Dados preliminares do Sistema de Informação de Agravos de Notificação (Sinan Net) registraram 82 casos da doença e quatro óbitos no Paraná desde o início do ano. De 2019 até 2023, foram 6.402 casos e 429 óbitos pela doença no Paraná.

Cobertura vacinal muito longe da meta

Infelizmente, os cuidados com algumas doenças infecciosas transmissíveis que são passíveis de prevenção com a vacinação – como a meningite – foram deixados de lado pela população brasileira nos últimos anos, por influência de uma onda negacionista que se expandiu durante a pandemia de Covid-19 – e isso tem sido motivo de preocupação dos órgãos de saúde.

Apesar de ser a forma mais eficaz de evitar a infecção, a cobertura vacinal contra a meningite está longe da meta estabelecida pelo Ministério da Saúde, de 95% da população-alvo. Em 2022, tinha atingido apenas 47% do público-alvo no Brasil. Por meio do Programa Nacional de Imunizações do Ministério da Saúde (PNI-MS), o Sistema Único de Saúde (SUS) disponibiliza sete imunizantes contra as principais causas da doença: meningocócica C, pneumocócica 10, 23 e 13-valente, pentavalente, meningocócica C e meningocócica ACWY. Todas são gratuitas.

No Estado do Rio de Janeiro, a cobertura da Meningo C está em 61%, longe da meta de 95% e abaixo da média nacional, atualmente em 70%. O cenário também se repete na Pneumo 10, que conta com cobertura de 69% no território fluminense, e 80% na média do país.  Já em relação à Pentavalente, as coberturas estão em 72% no Rio e em 83% no Brasil.

Levantamento feito pela Vigilância Epidemiológica da SES-RJ indica que 5.234 casos foram notificados no Estado do Rio de 2020 a 2023, período da pandemia da Covid-19, quando houve subnotificação de diversas doenças endêmicas. Ou seja, o número pode ter sido ainda maior. No mesmo período, foram registrados 522 óbitos. Muitos deles evitáveis.
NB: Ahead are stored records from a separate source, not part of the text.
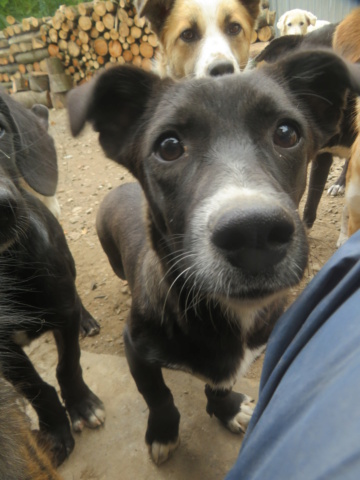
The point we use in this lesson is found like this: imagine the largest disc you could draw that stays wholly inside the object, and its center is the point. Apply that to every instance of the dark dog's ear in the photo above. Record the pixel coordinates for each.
(114, 103)
(42, 113)
(321, 80)
(35, 153)
(278, 48)
(156, 11)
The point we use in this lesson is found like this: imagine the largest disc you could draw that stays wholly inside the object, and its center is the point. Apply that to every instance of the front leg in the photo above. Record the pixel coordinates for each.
(53, 422)
(162, 434)
(84, 407)
(233, 409)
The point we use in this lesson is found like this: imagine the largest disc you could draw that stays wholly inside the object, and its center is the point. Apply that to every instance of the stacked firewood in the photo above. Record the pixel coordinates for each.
(84, 38)
(264, 27)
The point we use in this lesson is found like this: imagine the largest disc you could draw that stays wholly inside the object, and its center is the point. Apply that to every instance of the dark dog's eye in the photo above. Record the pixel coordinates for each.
(233, 29)
(286, 136)
(170, 149)
(189, 35)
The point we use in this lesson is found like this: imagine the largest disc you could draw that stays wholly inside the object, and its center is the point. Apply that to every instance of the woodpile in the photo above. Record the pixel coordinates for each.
(264, 27)
(84, 38)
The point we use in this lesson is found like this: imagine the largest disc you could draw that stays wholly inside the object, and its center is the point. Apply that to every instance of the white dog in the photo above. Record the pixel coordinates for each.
(299, 22)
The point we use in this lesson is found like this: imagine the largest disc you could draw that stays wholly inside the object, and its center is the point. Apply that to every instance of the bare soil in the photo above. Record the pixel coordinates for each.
(86, 176)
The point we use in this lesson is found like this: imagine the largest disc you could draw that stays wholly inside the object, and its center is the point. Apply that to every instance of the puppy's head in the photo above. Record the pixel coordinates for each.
(295, 22)
(201, 37)
(27, 152)
(223, 162)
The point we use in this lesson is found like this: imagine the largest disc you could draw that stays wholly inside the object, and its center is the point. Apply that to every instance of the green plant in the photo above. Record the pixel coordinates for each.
(20, 9)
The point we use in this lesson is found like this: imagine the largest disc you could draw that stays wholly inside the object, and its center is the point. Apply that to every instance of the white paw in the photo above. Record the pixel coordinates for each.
(240, 422)
(160, 452)
(336, 190)
(343, 237)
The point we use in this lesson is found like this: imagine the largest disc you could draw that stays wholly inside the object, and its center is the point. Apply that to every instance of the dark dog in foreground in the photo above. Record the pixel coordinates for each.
(210, 239)
(34, 255)
(22, 454)
(30, 129)
(340, 144)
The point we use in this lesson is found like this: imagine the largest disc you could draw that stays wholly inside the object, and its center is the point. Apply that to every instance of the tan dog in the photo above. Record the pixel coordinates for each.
(201, 37)
(347, 43)
(299, 22)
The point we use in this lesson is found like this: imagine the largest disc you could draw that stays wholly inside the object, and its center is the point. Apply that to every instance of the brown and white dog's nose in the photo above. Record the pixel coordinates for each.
(254, 238)
(221, 67)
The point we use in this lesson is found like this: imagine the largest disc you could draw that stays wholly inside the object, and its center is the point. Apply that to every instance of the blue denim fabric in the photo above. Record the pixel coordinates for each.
(306, 424)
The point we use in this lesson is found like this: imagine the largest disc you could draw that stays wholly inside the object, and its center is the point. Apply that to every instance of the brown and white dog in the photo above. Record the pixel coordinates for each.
(299, 22)
(200, 37)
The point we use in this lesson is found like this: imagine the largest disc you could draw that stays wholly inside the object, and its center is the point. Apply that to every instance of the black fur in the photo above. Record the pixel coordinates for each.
(344, 138)
(210, 238)
(34, 256)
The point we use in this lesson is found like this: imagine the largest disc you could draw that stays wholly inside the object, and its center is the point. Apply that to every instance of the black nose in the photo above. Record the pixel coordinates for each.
(254, 238)
(221, 67)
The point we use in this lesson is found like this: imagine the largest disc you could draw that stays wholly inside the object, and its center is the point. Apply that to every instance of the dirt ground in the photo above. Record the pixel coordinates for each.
(86, 176)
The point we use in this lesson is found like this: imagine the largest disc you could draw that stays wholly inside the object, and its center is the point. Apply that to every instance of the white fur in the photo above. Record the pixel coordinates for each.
(160, 451)
(240, 422)
(299, 22)
(215, 45)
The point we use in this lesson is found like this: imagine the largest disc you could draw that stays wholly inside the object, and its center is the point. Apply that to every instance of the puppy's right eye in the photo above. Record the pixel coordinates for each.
(169, 149)
(189, 35)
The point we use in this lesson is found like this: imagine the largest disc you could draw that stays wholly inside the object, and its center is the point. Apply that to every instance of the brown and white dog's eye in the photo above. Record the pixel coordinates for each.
(170, 148)
(286, 136)
(233, 28)
(189, 35)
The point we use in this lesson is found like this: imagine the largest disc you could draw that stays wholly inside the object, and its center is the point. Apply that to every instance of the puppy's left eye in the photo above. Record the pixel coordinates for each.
(170, 149)
(233, 29)
(286, 136)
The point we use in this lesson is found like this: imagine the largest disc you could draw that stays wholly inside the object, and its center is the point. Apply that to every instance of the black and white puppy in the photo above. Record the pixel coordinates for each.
(210, 239)
(34, 257)
(340, 143)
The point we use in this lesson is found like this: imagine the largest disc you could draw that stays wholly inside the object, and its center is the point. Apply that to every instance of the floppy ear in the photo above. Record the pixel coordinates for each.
(42, 113)
(156, 11)
(114, 102)
(321, 81)
(34, 147)
(278, 47)
(310, 18)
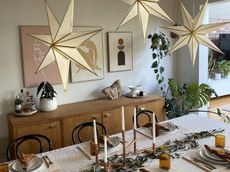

“Estamos falando de uma doença grave e que pode ser prevenida de forma simples, por meio da vacina. Sabemos que ocorrem casos mesmo em vacinados, mas essa probabilidade é muito menor e, quando ocorre a infecção, as consequências tendem a ser mais brandas. As vacinas estão disponíveis no SUS e é muito importante que a sociedade civil esteja engajada nessa luta”, reforça a secretária de Estado de Saúde do Rio, Claudia Mello.
Dados do Sistema de Informação de Agravos de Notificação indicam que 413 pessoas foram internadas com esse diagnóstico, a maioria crianças e adolescentes, apenas neste ano. De acordo com a Vigilância Epidemiológica da SES-RJ, a taxa de letalidade da doença no Estado do Rio é, em média, de 10% ao ano.

Imunização é essencial para prevenir a doença

O Dia Mundial da Meningite (24 de abril) foi instituído pela Organização Mundial da Saúde (OMS) para destacar a importância da prevenção, diagnóstico, tratamento e da melhoria das medidas de suporte às pessoas infectadas por essa doença que pode ser mortal.

Esta data é um lembrete poderoso da importância da vacinação, que é a forma mais eficaz de prevenir a meningite bacteriana, a forma mais grave da doença. As três principais são:

• Meningocócica C: pode ser administrada em crianças de 3 meses até os 4 anos de idade;
• Pneumocócica 10: pode ser administrada em crianças de 2 meses a 4 anos;
• Pentavalente: pode ser administrada a partir de 2 meses até 6 anos de idade (age contra a meningite por hemófilos).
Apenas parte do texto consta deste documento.